Pop quiz: You and your SUV are in a minor, low-speed accident. Luckily, no one is injured, but there’s a little damage to your vehicle—more than just a scratch—and maybe to someone else’s car or property. Should you inform your insurance company about it or keep the matter quiet and pay any repair costs out-of-pocket?
Fear of an insurance rate hike is often the concern behind that question. But there are some important factors to weigh as you determine your best course of action.
When to report it
Seven in 10 auto accidents in 2011 involved another vehicle, according to Department of Transportation data, as did 52 percent of car insurance claims filed in recent years by more than 31,000 Consumer Reports subscribers surveyed last summer. If your mishap falls in that category, always report it, especially if you may have been at fault, because your coverage also protects you against liability for harming others.
Your insurance company and some state laws might require you to report in such cases (ask your insurance agent about the policy and state requirements). But officially documenting the facts is also in your own best interests whenever you’re involved with a stranger in a potential damage claim situation—even if you and another reasonable person work out a private arrangement to keep the insurance companies out of it.
“I’ve seen very few of these personal deals work out in my 2 7 years with Progressive,” says Rick Sticca, claims general manager at the fourth-largest auto insurer. Repairs often cost more than reasonable people anticipate. For example, when a 2010 Toyota Corolla rear-ended a 2010 Toyota RAV4 at 10 mph in testing by the Insurance Institute for Highway Safety, the Corolla had more than $3,800 in front-end damage and the SUV incurred more than $6,000 in rear damage, because of the vehicles’ bumper-height mismatch.
The Corolla’s damage looked minor, and the RAV4’s was almost imperceptible. Even the cheapest damage in 14 such trials involving seven vehicle pairings produced almost $3,000 in total losses—six times the typical $500 collision deductible.
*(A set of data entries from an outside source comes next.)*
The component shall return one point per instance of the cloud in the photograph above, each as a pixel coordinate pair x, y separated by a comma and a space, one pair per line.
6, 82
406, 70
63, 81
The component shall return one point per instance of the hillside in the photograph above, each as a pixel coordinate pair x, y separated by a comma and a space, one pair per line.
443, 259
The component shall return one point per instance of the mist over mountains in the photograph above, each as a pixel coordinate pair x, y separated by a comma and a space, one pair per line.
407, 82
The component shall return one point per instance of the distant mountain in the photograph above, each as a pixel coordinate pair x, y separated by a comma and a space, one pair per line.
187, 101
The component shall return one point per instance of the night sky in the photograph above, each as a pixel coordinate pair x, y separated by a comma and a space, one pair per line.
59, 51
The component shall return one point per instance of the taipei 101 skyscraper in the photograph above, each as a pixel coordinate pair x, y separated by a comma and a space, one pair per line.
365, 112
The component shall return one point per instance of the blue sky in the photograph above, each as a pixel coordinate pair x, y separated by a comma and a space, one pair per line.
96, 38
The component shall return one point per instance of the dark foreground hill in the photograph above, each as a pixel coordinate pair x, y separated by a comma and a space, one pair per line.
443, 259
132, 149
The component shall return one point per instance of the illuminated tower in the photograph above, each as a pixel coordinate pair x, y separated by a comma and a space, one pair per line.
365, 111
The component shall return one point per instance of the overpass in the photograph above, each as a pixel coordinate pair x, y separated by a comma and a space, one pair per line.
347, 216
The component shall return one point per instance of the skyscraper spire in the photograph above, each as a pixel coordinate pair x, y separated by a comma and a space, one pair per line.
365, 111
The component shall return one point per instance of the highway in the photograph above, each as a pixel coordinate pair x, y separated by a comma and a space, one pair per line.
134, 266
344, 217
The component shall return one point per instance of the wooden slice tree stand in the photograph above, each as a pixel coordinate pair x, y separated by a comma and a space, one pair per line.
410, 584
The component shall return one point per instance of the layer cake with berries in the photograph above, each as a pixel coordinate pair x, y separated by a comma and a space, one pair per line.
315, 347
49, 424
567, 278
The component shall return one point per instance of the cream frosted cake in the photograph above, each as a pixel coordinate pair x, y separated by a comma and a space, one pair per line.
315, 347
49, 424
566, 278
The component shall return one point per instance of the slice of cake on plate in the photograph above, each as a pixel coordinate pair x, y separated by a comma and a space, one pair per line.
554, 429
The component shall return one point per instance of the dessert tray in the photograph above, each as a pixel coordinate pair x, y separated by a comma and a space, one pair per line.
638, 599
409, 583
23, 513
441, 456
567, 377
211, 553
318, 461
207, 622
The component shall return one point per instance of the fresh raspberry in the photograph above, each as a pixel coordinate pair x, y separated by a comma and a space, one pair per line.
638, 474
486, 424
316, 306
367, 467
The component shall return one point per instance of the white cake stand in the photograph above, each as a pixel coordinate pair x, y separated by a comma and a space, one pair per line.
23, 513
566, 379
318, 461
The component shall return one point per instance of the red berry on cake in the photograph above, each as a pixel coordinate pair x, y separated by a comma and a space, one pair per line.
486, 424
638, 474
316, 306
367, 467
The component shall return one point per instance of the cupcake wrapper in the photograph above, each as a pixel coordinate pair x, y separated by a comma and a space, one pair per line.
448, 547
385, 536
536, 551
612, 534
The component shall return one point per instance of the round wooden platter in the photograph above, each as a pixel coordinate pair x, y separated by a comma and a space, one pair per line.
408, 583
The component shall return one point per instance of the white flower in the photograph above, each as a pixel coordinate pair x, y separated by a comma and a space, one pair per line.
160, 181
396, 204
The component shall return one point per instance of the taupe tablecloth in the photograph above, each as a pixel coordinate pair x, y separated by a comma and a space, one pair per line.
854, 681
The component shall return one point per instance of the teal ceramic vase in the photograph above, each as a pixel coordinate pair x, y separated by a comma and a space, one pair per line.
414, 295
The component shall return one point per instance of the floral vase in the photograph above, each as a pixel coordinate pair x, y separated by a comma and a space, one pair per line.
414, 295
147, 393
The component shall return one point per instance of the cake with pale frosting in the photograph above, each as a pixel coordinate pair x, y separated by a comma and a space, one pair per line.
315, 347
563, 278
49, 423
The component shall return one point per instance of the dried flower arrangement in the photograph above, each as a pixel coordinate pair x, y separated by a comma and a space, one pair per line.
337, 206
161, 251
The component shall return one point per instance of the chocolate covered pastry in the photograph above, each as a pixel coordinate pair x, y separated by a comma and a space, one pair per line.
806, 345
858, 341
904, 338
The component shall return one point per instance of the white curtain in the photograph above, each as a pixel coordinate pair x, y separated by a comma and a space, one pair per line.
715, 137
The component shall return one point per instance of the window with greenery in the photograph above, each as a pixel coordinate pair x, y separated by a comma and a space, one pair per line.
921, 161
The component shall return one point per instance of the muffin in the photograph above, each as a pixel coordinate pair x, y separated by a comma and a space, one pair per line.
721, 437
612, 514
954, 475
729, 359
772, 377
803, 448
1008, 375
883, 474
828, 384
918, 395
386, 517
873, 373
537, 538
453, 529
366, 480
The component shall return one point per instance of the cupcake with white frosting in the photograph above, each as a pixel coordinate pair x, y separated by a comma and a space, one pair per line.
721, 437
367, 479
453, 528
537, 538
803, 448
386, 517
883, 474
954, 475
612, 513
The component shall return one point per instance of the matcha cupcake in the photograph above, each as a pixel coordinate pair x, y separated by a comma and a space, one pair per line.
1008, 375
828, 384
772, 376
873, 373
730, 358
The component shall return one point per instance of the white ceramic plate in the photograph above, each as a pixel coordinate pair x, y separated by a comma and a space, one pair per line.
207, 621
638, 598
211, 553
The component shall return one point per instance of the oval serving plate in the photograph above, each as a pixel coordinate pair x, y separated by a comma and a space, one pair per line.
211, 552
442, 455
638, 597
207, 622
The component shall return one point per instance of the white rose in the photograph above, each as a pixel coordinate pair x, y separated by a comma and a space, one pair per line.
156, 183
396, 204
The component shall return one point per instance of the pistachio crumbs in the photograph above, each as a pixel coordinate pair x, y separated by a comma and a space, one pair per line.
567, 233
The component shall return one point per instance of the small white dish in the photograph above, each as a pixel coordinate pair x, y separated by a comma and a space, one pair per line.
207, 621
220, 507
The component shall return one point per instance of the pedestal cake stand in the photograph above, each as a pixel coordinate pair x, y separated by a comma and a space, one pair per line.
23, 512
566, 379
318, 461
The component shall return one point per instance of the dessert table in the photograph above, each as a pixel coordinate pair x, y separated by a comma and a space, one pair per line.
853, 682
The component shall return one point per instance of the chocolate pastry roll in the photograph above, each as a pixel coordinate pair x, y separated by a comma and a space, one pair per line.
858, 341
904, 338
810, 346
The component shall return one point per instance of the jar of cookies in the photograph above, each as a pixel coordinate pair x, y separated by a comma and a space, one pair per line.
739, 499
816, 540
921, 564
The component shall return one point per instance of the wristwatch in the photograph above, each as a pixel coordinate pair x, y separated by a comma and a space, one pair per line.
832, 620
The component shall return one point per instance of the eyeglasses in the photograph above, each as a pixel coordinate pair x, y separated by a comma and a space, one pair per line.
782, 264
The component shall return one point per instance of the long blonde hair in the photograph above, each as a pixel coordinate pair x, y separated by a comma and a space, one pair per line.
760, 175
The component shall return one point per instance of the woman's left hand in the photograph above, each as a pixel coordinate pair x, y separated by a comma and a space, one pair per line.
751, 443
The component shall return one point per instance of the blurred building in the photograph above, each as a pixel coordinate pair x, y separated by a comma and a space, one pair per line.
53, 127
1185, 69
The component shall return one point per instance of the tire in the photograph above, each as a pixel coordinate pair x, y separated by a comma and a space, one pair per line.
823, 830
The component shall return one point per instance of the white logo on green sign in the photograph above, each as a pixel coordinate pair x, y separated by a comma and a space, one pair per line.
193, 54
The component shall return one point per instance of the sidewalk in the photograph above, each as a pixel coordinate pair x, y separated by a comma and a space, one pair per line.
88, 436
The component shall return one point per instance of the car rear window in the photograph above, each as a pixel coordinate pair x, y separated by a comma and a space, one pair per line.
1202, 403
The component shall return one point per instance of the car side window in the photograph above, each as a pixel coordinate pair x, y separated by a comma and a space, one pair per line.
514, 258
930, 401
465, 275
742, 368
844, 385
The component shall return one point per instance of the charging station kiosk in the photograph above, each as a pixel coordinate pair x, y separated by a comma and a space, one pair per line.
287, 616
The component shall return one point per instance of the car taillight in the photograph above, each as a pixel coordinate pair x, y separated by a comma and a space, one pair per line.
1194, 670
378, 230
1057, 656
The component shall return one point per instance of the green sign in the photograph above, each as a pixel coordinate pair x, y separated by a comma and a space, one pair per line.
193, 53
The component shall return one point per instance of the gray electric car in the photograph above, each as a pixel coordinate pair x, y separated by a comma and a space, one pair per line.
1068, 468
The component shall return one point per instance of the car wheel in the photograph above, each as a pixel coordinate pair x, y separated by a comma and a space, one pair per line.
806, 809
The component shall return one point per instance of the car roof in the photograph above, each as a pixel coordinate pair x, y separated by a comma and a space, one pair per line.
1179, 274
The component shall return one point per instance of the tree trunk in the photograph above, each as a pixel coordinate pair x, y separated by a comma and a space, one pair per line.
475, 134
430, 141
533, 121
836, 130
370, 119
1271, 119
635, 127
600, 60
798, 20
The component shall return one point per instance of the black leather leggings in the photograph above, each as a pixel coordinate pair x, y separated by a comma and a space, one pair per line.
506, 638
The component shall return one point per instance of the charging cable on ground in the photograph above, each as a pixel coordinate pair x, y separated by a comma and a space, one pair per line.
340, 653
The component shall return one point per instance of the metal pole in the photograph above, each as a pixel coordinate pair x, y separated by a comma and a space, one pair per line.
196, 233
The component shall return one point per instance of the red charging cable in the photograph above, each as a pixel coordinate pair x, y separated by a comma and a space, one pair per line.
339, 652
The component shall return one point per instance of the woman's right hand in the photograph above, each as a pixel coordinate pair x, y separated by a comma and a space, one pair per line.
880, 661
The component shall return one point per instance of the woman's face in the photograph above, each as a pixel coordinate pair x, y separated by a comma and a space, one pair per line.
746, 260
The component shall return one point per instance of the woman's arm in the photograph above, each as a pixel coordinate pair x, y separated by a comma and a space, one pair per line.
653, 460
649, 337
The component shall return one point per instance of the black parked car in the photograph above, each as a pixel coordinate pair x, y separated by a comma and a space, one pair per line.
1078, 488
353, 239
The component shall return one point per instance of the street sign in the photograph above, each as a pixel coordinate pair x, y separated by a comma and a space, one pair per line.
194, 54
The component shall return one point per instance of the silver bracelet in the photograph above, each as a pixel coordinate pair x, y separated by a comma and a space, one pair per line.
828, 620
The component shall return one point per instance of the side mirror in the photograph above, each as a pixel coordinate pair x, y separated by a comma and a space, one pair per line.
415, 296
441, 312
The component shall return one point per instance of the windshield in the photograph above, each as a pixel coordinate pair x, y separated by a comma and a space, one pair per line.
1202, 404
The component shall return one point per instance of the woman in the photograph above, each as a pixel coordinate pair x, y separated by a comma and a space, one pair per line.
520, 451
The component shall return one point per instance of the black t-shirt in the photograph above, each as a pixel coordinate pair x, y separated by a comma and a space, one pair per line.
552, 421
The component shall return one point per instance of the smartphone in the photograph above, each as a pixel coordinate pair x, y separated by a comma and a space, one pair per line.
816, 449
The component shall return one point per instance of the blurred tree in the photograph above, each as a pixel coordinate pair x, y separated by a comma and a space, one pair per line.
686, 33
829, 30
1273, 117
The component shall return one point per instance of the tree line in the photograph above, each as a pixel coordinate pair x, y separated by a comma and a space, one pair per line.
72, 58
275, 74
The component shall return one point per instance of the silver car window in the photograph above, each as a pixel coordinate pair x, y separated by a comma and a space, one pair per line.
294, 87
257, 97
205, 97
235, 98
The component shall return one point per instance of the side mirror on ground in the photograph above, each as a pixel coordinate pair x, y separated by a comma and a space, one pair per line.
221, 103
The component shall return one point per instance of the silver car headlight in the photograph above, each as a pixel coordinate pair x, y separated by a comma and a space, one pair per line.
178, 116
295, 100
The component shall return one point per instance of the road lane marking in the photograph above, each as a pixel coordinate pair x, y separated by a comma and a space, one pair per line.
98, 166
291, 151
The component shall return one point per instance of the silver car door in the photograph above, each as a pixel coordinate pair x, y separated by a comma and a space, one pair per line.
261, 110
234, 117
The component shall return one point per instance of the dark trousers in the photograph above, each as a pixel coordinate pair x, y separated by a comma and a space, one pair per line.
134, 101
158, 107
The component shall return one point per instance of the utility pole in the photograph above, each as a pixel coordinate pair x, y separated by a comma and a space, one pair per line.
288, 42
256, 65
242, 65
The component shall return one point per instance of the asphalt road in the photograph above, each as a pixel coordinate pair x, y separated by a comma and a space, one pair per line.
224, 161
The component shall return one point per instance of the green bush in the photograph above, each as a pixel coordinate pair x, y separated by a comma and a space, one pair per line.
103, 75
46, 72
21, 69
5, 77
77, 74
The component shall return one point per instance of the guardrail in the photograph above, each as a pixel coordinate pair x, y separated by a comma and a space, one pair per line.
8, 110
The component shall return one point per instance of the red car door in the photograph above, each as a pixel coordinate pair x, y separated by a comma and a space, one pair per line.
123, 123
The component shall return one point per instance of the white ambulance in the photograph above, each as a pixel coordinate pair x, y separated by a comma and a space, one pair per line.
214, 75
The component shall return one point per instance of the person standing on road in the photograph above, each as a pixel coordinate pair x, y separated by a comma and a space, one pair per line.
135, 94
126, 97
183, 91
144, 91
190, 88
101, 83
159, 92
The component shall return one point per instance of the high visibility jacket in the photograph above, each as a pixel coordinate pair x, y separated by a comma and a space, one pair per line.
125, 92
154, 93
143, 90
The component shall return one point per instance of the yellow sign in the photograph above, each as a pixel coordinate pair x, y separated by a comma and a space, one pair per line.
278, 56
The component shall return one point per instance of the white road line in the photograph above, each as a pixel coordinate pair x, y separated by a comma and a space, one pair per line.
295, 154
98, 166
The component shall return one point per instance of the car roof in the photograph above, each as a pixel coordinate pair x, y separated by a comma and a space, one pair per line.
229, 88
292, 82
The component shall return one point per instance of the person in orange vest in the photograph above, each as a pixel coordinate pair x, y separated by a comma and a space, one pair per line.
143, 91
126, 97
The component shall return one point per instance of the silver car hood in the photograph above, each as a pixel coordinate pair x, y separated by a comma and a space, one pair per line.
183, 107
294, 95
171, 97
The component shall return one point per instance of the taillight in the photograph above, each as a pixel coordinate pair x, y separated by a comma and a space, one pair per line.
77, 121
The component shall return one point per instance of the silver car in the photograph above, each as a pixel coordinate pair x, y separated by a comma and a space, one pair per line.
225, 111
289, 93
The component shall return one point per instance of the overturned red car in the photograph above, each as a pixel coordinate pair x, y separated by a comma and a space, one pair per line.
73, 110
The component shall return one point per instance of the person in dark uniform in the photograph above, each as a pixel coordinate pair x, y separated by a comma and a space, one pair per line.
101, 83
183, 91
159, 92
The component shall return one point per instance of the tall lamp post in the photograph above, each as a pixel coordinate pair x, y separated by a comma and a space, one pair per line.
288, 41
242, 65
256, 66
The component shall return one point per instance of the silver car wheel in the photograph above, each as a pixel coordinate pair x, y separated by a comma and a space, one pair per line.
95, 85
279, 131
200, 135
Even the lack of immediate injury can be deceiving. The adrenaline rush accompanying even a low-impact crash can mask injury symptoms, and soft-tissue damage can take 24 to 48 hours to show up. Bogus injury claims are another possibility worth considering and can result from staged accidents and other fraud, according to the National Insurance Crime Bureau.
If you don’t report and big costs surprise you later, your insurance company might not pay because its ability to investigate the claimed damage, when time was of the essence, has been lost.